I haven’t seen anyone successfully run that model because it requires what seems to be a custom fork of vLLM called OmniServe, and it also requires quite a bit of VRAM. Most people don’t want to go through the hassle, despite how interesting true Omni models can be.
I’ve spent probably 15 hours since yesterday afternoon working on the problem, and I am happy to present an easy to use repo: GitHub - coder543/seed-omni-spark
Besides the ease of launching the model server with seed-omni-spark, I have created a fork of llama.cpp’s webui that interfaces with OmniServe, letting you upload images/mp3s as inputs, and showing you images/sounds that the model sends back. Without an easy to use interface, it would be very difficult to use this model in any capacity. My fork of webui uses a proxy to handle translating things back and forth to what OmniServe expects, including decoding Seed-Omni-8B’s image and audio tokens to something that is actually useful and sending those to the browser.
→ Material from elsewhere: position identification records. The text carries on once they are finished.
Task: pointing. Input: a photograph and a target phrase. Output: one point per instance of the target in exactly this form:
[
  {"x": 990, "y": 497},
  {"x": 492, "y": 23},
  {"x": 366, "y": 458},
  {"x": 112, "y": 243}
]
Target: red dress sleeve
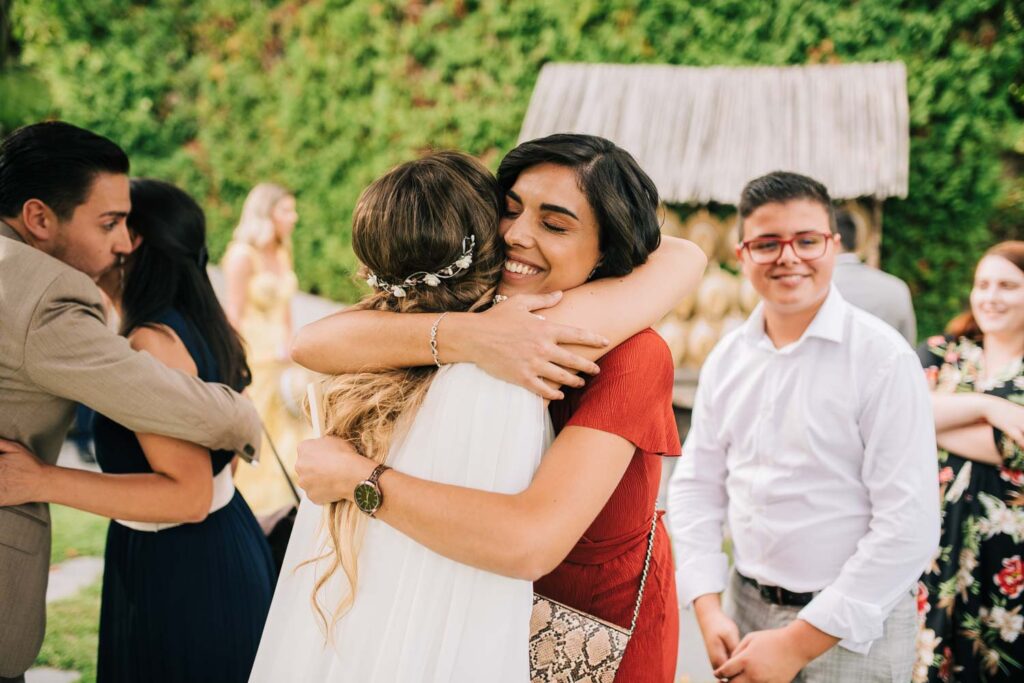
[{"x": 632, "y": 395}]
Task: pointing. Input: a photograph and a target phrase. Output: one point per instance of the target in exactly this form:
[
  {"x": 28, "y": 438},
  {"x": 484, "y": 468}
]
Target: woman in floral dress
[{"x": 971, "y": 600}]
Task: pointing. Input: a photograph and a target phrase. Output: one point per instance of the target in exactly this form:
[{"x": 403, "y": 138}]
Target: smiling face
[
  {"x": 790, "y": 285},
  {"x": 551, "y": 236},
  {"x": 96, "y": 235},
  {"x": 997, "y": 297}
]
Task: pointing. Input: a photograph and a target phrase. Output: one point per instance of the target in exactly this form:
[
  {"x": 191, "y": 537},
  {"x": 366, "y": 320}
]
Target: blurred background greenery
[{"x": 324, "y": 95}]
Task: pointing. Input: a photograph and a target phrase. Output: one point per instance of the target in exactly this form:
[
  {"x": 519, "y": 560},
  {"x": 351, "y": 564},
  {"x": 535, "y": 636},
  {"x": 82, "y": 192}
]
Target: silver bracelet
[{"x": 433, "y": 338}]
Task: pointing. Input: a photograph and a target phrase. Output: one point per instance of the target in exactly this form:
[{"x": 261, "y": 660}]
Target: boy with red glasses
[{"x": 812, "y": 435}]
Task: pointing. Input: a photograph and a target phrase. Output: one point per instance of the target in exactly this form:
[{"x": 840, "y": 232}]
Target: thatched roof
[{"x": 702, "y": 132}]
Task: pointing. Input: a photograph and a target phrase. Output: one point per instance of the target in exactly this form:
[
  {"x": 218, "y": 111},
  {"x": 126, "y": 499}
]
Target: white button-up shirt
[{"x": 821, "y": 457}]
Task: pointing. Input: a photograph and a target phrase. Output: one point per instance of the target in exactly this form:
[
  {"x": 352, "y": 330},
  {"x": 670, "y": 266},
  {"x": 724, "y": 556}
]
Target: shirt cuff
[
  {"x": 696, "y": 577},
  {"x": 856, "y": 624}
]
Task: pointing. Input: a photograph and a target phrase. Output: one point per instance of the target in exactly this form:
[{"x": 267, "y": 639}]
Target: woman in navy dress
[{"x": 188, "y": 575}]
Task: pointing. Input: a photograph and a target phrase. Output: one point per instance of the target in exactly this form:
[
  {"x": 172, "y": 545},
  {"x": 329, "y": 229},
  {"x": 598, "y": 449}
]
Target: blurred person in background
[
  {"x": 872, "y": 290},
  {"x": 972, "y": 598},
  {"x": 261, "y": 284}
]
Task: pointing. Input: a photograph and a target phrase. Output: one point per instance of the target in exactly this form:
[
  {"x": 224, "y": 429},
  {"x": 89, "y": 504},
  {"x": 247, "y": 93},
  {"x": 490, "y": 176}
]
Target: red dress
[{"x": 631, "y": 397}]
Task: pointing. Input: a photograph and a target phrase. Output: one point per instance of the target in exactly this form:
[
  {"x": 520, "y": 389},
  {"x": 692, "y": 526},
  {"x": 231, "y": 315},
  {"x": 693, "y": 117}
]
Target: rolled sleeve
[{"x": 855, "y": 622}]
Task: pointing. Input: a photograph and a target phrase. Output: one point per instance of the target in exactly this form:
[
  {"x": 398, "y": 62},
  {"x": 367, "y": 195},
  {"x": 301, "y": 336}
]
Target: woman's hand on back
[
  {"x": 329, "y": 469},
  {"x": 515, "y": 344},
  {"x": 1006, "y": 416}
]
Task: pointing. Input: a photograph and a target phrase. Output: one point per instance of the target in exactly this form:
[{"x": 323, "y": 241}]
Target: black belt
[{"x": 777, "y": 595}]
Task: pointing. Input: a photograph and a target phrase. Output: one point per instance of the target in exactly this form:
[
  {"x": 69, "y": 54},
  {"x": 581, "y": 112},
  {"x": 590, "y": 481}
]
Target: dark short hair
[
  {"x": 168, "y": 271},
  {"x": 56, "y": 163},
  {"x": 847, "y": 229},
  {"x": 623, "y": 198},
  {"x": 779, "y": 187}
]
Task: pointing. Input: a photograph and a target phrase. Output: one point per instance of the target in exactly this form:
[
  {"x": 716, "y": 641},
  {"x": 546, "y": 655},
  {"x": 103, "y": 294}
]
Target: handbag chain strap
[
  {"x": 281, "y": 464},
  {"x": 646, "y": 567}
]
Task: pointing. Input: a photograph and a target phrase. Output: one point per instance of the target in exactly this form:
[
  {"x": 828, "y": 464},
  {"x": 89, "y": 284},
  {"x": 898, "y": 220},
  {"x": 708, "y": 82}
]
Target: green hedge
[{"x": 325, "y": 95}]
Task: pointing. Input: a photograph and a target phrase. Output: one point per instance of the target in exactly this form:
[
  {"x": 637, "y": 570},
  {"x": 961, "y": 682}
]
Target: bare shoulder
[{"x": 165, "y": 345}]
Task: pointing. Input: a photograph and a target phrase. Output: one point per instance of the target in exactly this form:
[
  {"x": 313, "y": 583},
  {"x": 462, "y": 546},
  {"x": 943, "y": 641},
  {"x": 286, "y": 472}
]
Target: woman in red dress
[{"x": 578, "y": 209}]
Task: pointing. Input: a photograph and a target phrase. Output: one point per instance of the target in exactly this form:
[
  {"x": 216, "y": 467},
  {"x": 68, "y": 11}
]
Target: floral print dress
[{"x": 971, "y": 600}]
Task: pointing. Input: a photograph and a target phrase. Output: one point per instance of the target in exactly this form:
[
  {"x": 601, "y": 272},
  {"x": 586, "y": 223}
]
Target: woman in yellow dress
[{"x": 260, "y": 286}]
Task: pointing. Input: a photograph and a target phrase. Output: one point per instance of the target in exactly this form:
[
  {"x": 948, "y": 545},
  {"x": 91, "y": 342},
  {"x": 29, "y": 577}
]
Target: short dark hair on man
[
  {"x": 782, "y": 186},
  {"x": 623, "y": 197},
  {"x": 847, "y": 229},
  {"x": 56, "y": 163}
]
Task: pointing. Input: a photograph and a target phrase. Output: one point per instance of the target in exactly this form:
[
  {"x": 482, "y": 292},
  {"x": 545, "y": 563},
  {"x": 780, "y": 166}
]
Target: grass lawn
[
  {"x": 73, "y": 634},
  {"x": 73, "y": 624},
  {"x": 76, "y": 534}
]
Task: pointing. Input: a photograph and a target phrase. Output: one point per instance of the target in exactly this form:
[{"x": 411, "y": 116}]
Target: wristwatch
[{"x": 368, "y": 496}]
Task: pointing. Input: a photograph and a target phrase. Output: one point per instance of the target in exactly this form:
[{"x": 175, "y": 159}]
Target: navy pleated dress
[{"x": 184, "y": 604}]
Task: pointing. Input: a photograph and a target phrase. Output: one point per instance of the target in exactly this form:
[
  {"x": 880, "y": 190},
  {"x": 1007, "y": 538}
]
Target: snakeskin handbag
[{"x": 568, "y": 646}]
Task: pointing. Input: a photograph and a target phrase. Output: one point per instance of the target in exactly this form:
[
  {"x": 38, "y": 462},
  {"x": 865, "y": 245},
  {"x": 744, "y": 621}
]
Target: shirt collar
[{"x": 828, "y": 324}]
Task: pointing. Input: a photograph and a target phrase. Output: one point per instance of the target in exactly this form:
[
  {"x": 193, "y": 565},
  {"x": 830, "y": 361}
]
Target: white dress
[{"x": 419, "y": 616}]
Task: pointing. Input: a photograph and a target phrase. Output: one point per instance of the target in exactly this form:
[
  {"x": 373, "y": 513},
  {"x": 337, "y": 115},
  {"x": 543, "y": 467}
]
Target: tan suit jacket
[{"x": 56, "y": 350}]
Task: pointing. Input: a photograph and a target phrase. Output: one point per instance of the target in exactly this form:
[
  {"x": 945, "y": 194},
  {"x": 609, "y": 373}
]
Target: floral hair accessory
[{"x": 428, "y": 279}]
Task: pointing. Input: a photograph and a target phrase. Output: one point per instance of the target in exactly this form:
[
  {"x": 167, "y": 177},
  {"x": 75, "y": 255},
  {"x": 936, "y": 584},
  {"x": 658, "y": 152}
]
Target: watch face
[{"x": 368, "y": 498}]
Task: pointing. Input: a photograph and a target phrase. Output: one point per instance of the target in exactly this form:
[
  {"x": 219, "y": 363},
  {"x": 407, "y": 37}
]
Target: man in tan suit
[{"x": 64, "y": 201}]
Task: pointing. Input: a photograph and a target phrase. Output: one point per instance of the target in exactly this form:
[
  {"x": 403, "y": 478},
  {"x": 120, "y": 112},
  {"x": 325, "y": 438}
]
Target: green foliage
[{"x": 325, "y": 95}]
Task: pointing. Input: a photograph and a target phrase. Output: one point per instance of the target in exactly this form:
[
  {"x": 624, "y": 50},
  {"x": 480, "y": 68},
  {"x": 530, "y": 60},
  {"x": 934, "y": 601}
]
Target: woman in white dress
[{"x": 427, "y": 233}]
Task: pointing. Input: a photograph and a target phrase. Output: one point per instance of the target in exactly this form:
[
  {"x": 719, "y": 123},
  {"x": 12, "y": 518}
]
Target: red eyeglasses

Clone the repo and run ./start.sh. It will download the necessary models and docker containers, build OmniServe for DGX Spark, and wait for the containers to become healthy. After everything is running, simply visit port 3000 to load the webui interface and begin chatting with Seed-Omni-8B.
I am sure there are missing optimizations that could make this go faster, but it runs at 13 tokens per second as-is, which is sufficient for demo purposes.
I hope this project is fun for some other people! If you run into any issues, let me know, but I have already spent hours testing to make sure a fresh clone should start up correctly and easily.
There is one known issue: system prompts. Seed-Omni-8B appears to depend heavily on system prompts when image generation is required. I have it automatically inject the correct system prompt, but if you open a new chat, sometimes that sticks around and messes with non-image generation tasks unless you go into webui’s settings and manually delete the system prompt. Similarly, image→image requires a different system prompt, and it is supposed to be substituting that one in at the correct time, but I never got image→image to work for me. Probably requires more debugging, but I’m out of energy on this project for today.
Note: to generate an image, you need to turn on the image generation mode, which is controlled by the picture button next to the attachment paperclip. This adjusts the system prompt and attaches the necessary tool to the request.